IMAGEM DA NOTA "DE VIAGEM" DO JORNAL TRIBUNA POPULAR, SALVADOR, 29 JUN. 1890.
Em 29 de junho de 1890, o jornal Tribuna Popular de Salvador publicou uma crônica assinada por "Zé do Ó" que denunciava, com ironia e indignação, a repressão policial contra um terreiro de candomblé onde se cultuavam os orixás Gonocô (Gunocô) e Ossum-Chê (possivelmente Oxumarê).
"Oh! xentes, gentes! Como pode a polícia fazer tanto alvoroço em um candomblé onde se adoravam Gonocô e Ossum-Chê, deuses que, após o decreto de liberdade de cultos, estão em pleno gozo de seus direitos morais, civis e políticos?"
O cronista questionava a contradição entre o decreto de liberdade religiosa e a persistente perseguição às religiões afro-brasileiras.
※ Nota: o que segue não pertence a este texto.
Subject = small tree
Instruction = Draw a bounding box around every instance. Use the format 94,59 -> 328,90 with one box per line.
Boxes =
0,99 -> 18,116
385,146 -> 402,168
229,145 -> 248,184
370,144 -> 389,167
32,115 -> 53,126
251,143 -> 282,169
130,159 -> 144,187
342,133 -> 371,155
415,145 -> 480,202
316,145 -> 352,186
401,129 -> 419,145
Com humor sagaz, comparava sua própria "religião" - tomar um cálice de vermouth às 8 da noite no quiosque do Pedro Chaves - às práticas do candomblé, argumentando que todas as crenças deveriam ter os mesmos direitos.
"Hoje em dia, todas as religiões têm o mesmo direito que a católica: seja o budismo, o fetichismo, o cisma, o protestantismo, e até a minha, que consiste em tomar um cálice de vermouth às 8 horas da noite no quiosque do Pedro Chaves."
A crônica expunha a hipocrisia das autoridades ao destacar que os próprios policiais consumiam alimentos típicos das tradições afro-brasileiras: "especialmente considerando que todos vocês comeram inhame, acarajé, galinha com azeite de palma e beberam aluá e chuparam vinho em tigelas de barro."
O texto também criticava o tratamento diferenciado dado a homens e mulheres durante a repressão, mencionando que "vocês soltaram as sacerdotisas e prenderam os homens como vocês." A crônica encerrava com um apelo direto: "Se arrespeitem, se querem ser arrespeitados; assim… não serve."
Este texto representa uma forma pioneira de resistência intelectual contra a intolerância religiosa, utilizando o humor e a ironia como armas para denunciar a aplicação seletiva da laicidade estatal e defender o direito constitucional à liberdade de culto das religiões afro-brasileiras.
FONTE:
DE VIAGEM. Tribuna Popular, Salvador, n. 50, p. 3, 29 jun. 1890.